Emma began to strip. She peeled off her winter-wear and Kelly saw that underneath she wore tight thermal leggings and an ugly Christmas sweater that looked amazing on her thin, willowy body. She looked like a girl who had always been skinny, not like Kelly who had once been curvy and had shrunk with the decline, was too skinny for her form. She felt self-conscious and tried to not look at Emma while she undressed herself. Once Kelly was naked, she started sifting through boxes. She was mildly afraid that someone might come in the store and ambush them while they were exposed, but she remembered that she had a knife, and nothing to lose, and that Emma did not seem to care.
They moved about the storage room and unpacked boxes, using their knives to slit through packing tape and plastic coverings. They tried on in silence. Across from the door was a mirror, and Emma examined herself often. She preferred lace, it seemed, red or purple or pink. It was small, insubstantial. Kelly could see she had a faint trail of hair below her belly button.
She hoped that Emma was not watching her as carefully. She picked more long-lasting attire. Lace could disintegrate. And it was bad for an area that hardly ever was washed. Kelly wanted to tell her that, but she figured that Emma knew and just did not care. And she didn’t want to seem motherly or bossy. Kelly stuck pairs of cotton underwear in her bag as well as some sports bras. She had gone down in size, and that made her sad. She hadn’t thought to ever care about her looks again.
She looked at herself in the mirror for the first time. She had a bruise across her ribs from where she fell down the stairs at the hotel when it was dark. She had scratched arms and her hand looked atrocious, disfigured, mutilated, sickening. She was thin. Her breasts were saggy. Her hair was knotted. She stood still with fury.
“You are still beautiful,” Emma said.
“I never appreciated it before.”
“It seems careless now. I still fall for the trick.” She reached out and pushed Kelly’s hair back from her face. She rummaged around a box and found a silk robe and a brush. She tenderly worked the brush through Kelly’s hair, cutting occasionally with her knife when she couldn’t force it through. She tied her hair up in a bun with the robe’s satin tie.
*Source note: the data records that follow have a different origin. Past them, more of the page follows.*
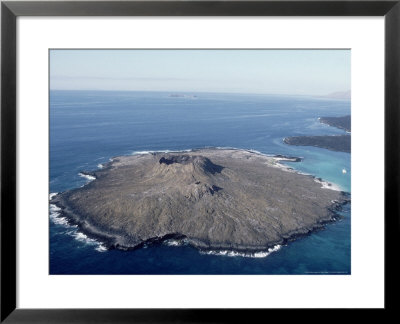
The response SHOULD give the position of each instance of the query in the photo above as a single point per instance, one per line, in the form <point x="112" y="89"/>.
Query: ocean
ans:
<point x="87" y="128"/>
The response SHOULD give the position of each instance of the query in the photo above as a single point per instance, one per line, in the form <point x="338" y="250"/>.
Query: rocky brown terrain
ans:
<point x="215" y="198"/>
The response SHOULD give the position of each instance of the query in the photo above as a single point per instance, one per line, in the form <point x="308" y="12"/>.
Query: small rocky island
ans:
<point x="215" y="198"/>
<point x="340" y="143"/>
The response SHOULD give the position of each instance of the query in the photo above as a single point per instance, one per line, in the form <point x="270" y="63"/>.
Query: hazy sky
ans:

When Kelly looked in the mirror, she felt weak. She turned to Emma, who kissed her hard on the mouth.
Then together they were sinking to the floor, kissing and running tongues over each other’s necks, nipples. Kelly had never been with a woman before, but she found it was easy. She grabbed Emma’s small breast and squeezed and Emma made a small, appreciative sound. It was just like pleasing herself. Kelly was relieved that she could still enjoy sex, that she could still help someone else enjoy it. When Emma climaxed, Kelly felt her heart throb and followed suit. They laid next to each other after and Emma held Kelly’s good hand.
When they had cooled off, Kelly reached into her bag and pulled out the M&Ms. They shared them in silence. Kelly wanted to make love again, but was worried that the moment, the chemistry had passed. She was feeling melancholy and lonely already. Would Emma want to make a life with her? Should she even ask? Her heart ached like she was being abandoned.
“What’s the worst thing you ever did?” Emma asked.
Kelly didn’t want to answer, but she did anyway. “I shot my daughter. When the mob had her. I didn’t want her to live through what they would do to her.”
Emma nodded. “I let my love live and didn’t shoot her, even when she begged. She did that a lot before the end.”